2018 08 06 Zipkin and Armeria at LINE Fukuoka

This is a capture of a few days workshop from the 6-8 August at LINE HQ Fukuoka and thereabouts.

Introduction

LINE uses armeria server side with RxJava2 and sometimes Kotlin (coroutines). Looking at other tech such as Reactor subscribeContext, but seems a bit hard to use (because it is an explicit api).

When working with Armeria and RxJava2, every observable uses observeOn to ensure it uses the correct scheduler (in this case to use Armeria event loop). This is because code primarily needs armeria and also zipkin. They don't need to use zipkin context directly as armeria's executor is already instrumented (with brave). https://github.com/line/armeria/pull/1322

One part of the app has a L2 redis cache implemented with Caffeine. Currently there is some trouble with brave-context-rxjava2, and caffeine. They cache the completable future, where multiple requests re-use the same future. The could make some nesting occur, particularly in Armeria, as it has a feature: RequestContext.onChild which will extend a variable from the original one. https://github.com/line/armeria/pull/1262"

We get to hack and explore the crazy world of hard tracing. Please contribute topics or things you'd like to focus on here. We can make it prettier later.

Hard things we might work on

RxJava propagation

So, we have this new RxJava propagation thing in brave.. does it work? Ok if it does where does it not work? What's an idiomatic way to layer span lifecycle over this.. for example, starting a span in one callback and finishing it in another? What are the tracing use cases for Rx?

flux has subscribeContext.

Blocking queue with consumers on another thread!

Was asked in beijing about something like a blocking queue where a normal POJO enters a queue and there's another thread on the other side blocking on it. How do you trace such a thing? approaches including wrapping proxying, secondary channel for trace context or identity map to trace context.. below we can try to flesh this out.

ListenableFuture

Do we love or hate ListenableFuture? Do completion phases mess us up? If not why?

Caffeine

https://github.com/ben-manes/caffeine Caffeine caches future, the owner of the request.

Kafka Streams

Now that Kafka 2.0 version is released, headers are accessible in KStreams. All streaming operations occurs in the same thread.
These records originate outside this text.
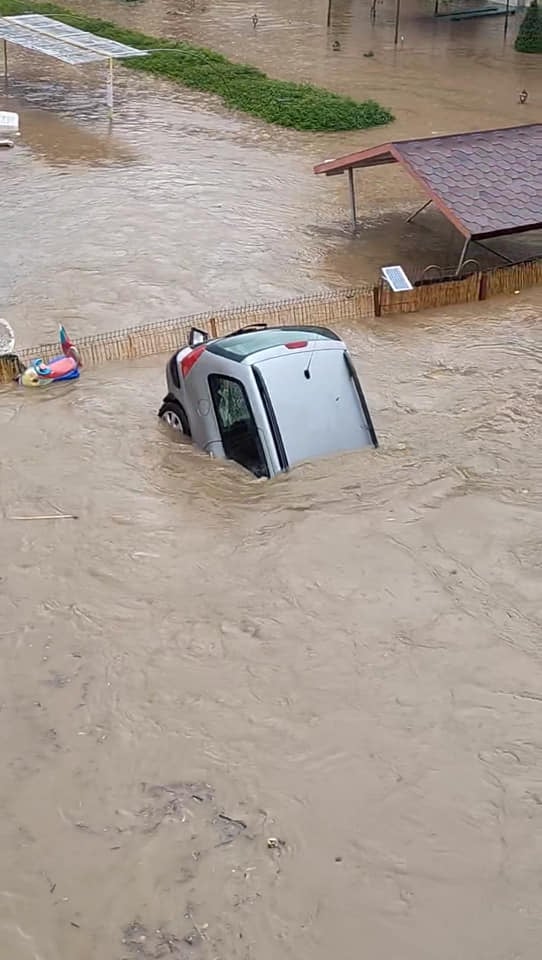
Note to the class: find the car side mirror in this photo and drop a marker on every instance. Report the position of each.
(197, 336)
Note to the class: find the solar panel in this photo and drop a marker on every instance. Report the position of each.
(56, 39)
(397, 279)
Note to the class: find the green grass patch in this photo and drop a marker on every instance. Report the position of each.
(529, 38)
(297, 105)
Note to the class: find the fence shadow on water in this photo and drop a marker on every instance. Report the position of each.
(321, 309)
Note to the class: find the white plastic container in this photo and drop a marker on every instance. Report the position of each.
(9, 121)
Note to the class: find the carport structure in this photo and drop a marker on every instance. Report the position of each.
(487, 183)
(56, 39)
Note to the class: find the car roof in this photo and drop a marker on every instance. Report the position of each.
(239, 346)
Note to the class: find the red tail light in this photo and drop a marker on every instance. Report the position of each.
(188, 362)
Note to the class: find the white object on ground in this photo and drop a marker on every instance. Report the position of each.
(7, 338)
(9, 121)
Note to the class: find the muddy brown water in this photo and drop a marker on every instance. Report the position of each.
(346, 659)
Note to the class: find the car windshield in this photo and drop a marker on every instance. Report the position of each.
(243, 345)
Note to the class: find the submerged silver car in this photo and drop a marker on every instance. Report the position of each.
(268, 397)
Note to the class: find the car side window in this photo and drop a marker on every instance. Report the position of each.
(238, 430)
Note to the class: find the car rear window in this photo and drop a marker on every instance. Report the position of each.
(243, 345)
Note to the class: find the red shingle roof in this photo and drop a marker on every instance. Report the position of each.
(487, 183)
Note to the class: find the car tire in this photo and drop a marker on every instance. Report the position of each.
(173, 414)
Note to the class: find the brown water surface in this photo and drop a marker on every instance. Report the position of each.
(347, 658)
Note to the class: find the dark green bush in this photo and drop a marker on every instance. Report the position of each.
(529, 38)
(241, 87)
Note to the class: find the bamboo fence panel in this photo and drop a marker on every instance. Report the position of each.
(431, 295)
(514, 277)
(320, 309)
(166, 336)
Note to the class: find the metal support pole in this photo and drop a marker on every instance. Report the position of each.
(416, 212)
(397, 13)
(462, 257)
(110, 89)
(352, 197)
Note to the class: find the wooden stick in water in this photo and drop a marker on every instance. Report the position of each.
(53, 516)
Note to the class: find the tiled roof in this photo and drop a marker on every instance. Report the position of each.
(487, 183)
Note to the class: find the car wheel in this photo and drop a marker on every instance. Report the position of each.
(173, 414)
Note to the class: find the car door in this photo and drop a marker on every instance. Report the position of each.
(241, 439)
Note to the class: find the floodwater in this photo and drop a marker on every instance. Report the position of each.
(346, 659)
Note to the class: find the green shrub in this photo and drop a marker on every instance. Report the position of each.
(529, 38)
(241, 87)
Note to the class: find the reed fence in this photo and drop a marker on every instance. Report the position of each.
(328, 308)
We are starting the thinking around the tracing implementation for such use case.

Current questions:

Should we use a wrapper around the StreamBuilder to retrieve headers context when the stream building is called and close spans / inject headers when the to() is called ?

builder.stream(INPUT_TOPIC, Consumed.with(Serdes.String(), Serdes.String()))
.mapValues(val -> val + "_foo")
.to(OUTPUT_TOPIC);
TracingBuilder tracingBuilder = TracingBuilder.wrap(builder);
KafkaStreams streams = new KafkaStreams(tracingBuilder.build(), props);

Or create custom Transformers (input / output) which will be responsible of span creation / end ? Not sure it's possible to inject headers like that but could be useful for operations without kafka send.

builder.stream(INPUT_TOPIC, Consumed.with(Serdes.String(), Serdes.String()))
 .transform(() -> new TracingInputTransformer<>(tracing))
 .mapValues(val -> val + "_foo")
 .transform(() -> new TracingOutputTransformer<>(tracing))
 .to(OUTPUT_TOPIC);

It also seems we can't instrument KTables as they are stateful and don't accept .transform() operations (need to verify this).

Day 1 notes

so armeria is an RPC thing like grpc and when writing an app you can safely assume that there will always be a request context this context has attributes and it can be implicitly accessed as well (RequestContext.current()) so in a system like this, you have the ability to completely skip from using a normal thread local (instead using the already existing context provided by armeria)

re-jigging to use that wasn't much effort, what was interesting was trying to make the app fail fast if the brave context hook wasn't installed. To achieve this we tried a few things, but they were all horrible the problem is that scoping can be wrapped (ex with MDC) so you can't just check "is instance of RequestContextScope"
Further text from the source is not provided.